Honestly, I miss her too. I miss my healthy mother, who encouraged me to go to college, who said she was so proud of me when I got into my competitive post-bac program. But I just cannot tolerate the damage she can cause, and I don't have to reserves to defend myself from her. I cannot even cope with what she's already done to my sense of self-worth.

I get that     I miss my mother sometimes too. Not the raging, angry mother, but the mother she can be when she's in a good mood, feeling well, got enough sleep, everything is going her way. It hurts that there are times my mother can be wonderful and that I had to give up that mother to escape the hurtful one.

I can't tell you what to do, no one can but you, but for me I realized that the good times and the good mother were not enough to make up for the damage she did and continued to do to me. If she got help (meds maybe, some good therapy) and changed I would be happy to have her back in my life, but she won't. And honestly, maybe at her age, she just can't at this point.

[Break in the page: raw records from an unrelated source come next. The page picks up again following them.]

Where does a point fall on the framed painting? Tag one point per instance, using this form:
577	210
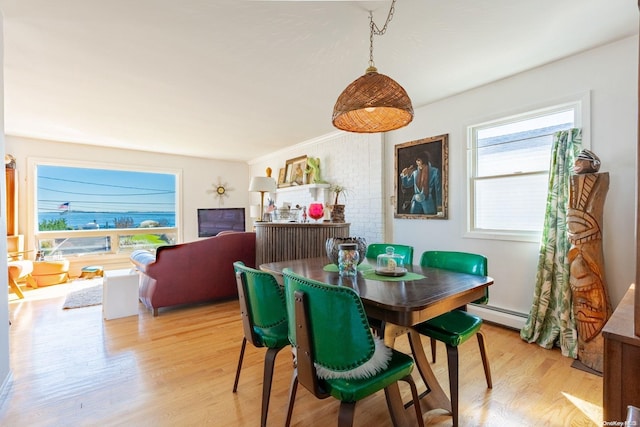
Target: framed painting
422	178
282	177
294	173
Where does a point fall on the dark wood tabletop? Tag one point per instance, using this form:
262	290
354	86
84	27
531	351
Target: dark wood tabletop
403	302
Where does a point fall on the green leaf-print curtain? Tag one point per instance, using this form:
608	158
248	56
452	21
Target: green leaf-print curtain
551	317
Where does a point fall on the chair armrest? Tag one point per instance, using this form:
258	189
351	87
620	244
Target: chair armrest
141	259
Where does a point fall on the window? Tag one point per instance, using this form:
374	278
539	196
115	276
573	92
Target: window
91	211
508	168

You're new to No Contact. It took me months and months to get past the bulk of the pain and sadness. For me it's been over a year now (two years this October) and while I still have moments, I am doing much better. You'll get there. You'll have to work on it, work through the pain, read this board, read books, journal, let your anger out, cry when you need to, and just plain give it time, but you'll get there.

 

I can't agree enough with Bluecat and Frameshift.

Also, Congratulations! You are going to rock!